Depuis le 1er trimestre 2026, Microsoft a modifié unilatéralement ses paramètres par défaut pour les sauvegardes dans ses offres cloud à destination des entités européennes. Résultat concret : des politiques de rétention réduites, des options de restauration granulaire repassées en fonctionnalité payante additionnelle, et surtout une dépendance renforcée à l'écosystème Azure pour toute stratégie de reprise d'activité.
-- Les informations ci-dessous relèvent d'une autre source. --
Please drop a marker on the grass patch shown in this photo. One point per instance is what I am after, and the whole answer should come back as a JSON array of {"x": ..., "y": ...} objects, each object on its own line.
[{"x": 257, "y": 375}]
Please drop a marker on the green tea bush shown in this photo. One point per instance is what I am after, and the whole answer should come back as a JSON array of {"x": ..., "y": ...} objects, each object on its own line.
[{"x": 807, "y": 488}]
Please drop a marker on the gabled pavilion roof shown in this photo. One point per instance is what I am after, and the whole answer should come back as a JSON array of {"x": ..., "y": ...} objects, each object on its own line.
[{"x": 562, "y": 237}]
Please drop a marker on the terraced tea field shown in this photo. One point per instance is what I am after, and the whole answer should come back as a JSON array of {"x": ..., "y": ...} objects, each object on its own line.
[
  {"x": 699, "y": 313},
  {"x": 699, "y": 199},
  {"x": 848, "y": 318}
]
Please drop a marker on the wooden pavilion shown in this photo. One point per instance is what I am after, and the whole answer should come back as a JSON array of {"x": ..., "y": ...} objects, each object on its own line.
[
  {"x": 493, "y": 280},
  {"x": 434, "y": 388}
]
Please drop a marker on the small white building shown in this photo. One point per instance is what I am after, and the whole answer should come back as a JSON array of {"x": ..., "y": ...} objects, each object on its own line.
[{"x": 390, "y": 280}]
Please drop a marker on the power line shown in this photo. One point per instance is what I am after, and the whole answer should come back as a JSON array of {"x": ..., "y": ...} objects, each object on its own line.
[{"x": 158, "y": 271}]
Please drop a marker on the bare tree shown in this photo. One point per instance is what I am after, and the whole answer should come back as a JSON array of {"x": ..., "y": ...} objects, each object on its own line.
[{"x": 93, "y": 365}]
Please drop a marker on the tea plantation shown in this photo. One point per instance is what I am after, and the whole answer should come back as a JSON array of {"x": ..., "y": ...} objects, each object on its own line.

Pour un DSI d'ETI, la question n'est plus théorique : les données métier critiques reposent sur une infrastructure dont les règles changent sans consultation, depuis un siège social hors juridiction européenne.

Cet article ne propose pas de liste d'outils. Il compare trois architectures de sortie, chacune avec ses compromis réels sur quatre critères : contrôle de l'infrastructure, portabilité des données, gouvernance juridique, et charge opérationnelle pour les équipes internes.


Ce que Microsoft a réellement changé — et pourquoi ça force la main

La modification des paramètres par défaut n'est pas un bug. C'est un signal de repositionnement commercial : l'acteur américain pousse ses clients européens vers des niveaux d'abonnement supérieurs pour maintenir un niveau de protection équivalent à ce qui était inclus auparavant. Pour les équipes IT, cela se traduit par une revue d'urgence des plans de continuité, des audits de conformité RGPD sur la localisation effective des sauvegardes, et une conversation difficile avec la direction sur les coûts réels de la dépendance.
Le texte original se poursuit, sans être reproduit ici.